Text and data mining (TDM) is a technique for analysing large collections of text/data. It enables the identification of relationships, patterns and/or trends that otherwise cannot be readily detected. The diverse holdings of the ETH Library can be used for TDM under certain conditions, but it is important to take note of the instructions below.
Legal aspects
On 1 April 2020, the Federal Act of 9 October 1992 on Copyright and Neighbouring Rights (CopA, Bundesgesetz vom 9. Oktober 1992 über das Urheberrecht und verwandte Schutzrechte, URG) was amended and a new article (24d) introduced. This article allows the reproduction of works for TDM analysis (provided that access is lawful and complies with technical requirements) and the retention of the TDM corpus for archival and backup purposes. However, this right does not extend to the use of the copies in any other context (e.g., the distribution and publication of the works used).
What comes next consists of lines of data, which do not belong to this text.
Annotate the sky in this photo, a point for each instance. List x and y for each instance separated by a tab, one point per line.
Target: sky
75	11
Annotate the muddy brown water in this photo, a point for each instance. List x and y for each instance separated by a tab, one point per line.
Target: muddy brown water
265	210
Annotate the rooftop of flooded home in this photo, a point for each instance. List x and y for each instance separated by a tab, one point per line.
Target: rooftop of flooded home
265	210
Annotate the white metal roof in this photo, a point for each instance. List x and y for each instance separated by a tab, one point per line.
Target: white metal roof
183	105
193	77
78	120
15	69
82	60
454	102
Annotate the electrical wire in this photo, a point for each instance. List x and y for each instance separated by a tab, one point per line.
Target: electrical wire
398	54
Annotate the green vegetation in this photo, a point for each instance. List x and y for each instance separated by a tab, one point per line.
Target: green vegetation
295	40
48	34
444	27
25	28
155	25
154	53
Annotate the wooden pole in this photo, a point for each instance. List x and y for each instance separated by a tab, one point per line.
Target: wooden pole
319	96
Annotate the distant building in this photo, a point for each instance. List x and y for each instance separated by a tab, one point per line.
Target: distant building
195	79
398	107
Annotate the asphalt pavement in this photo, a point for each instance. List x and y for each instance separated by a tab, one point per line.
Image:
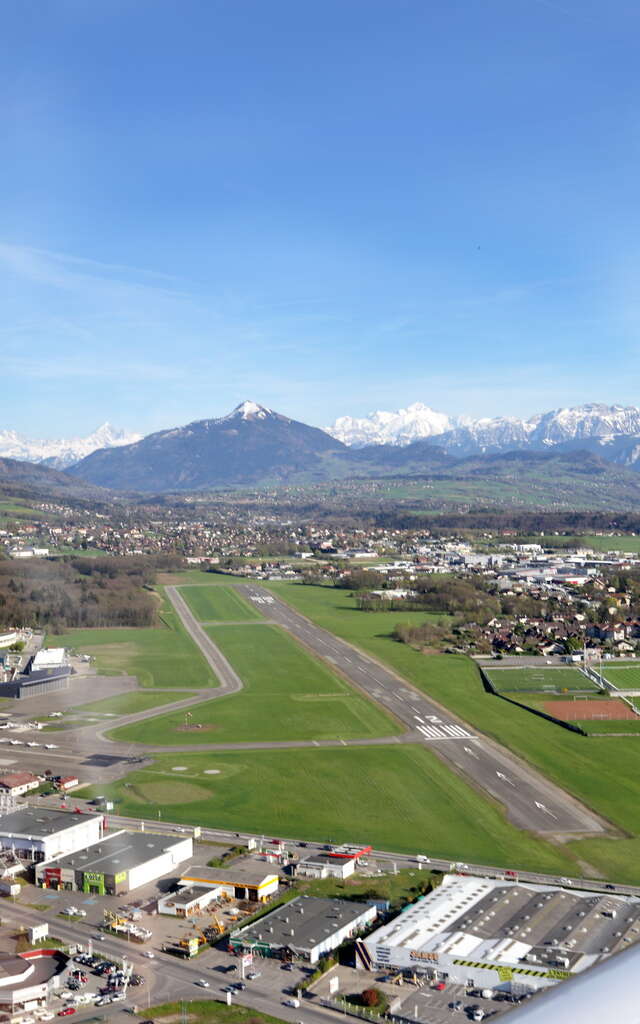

For resources accessed through the library (institutional subscriptions), licensing agreements with the respective providers take precedence over the provisions of CopA. Negotiated licensing agreements may explicitly allow or prohibit TDM, or they may require a contract addendum or even a specific agreement between researcher and publisher. We strive to find solutions with our providers that allow TDM with the licensed resources as freely as possible.
Unauthorised TDM, especially by crawlers, may violate the license terms agreed upon between ETH Zurich and the providers, and may result in a loss of access for the entire university.
Permitted use
The resources licensed by the ETH Library are available exclusively to members of ETH Zurich for non-commercial scientific research.
Please contact us if you are planning a TDM project based on media licensed by the ETH Library. We will be happy to help handle the necessary clarifications with the provider and assist with the procurement of large amounts of data.
We recommend that you allow sufficient time for clarifications and data acquisition in your project schedule.
Licensed corpora, tools, APIs
Below you will find a selection of licensed scientific resources that can be used via an application programming interface (API) or designated evaluation tool, and corpora that are available specifically for TDM.
Digital Science
Dimensions Analytics API: The Dimensions Analytics API allows you to perform analytics on the Dimensions Analytics database, which contains metadata on publications, patents, records, clinical trials, and policy documents.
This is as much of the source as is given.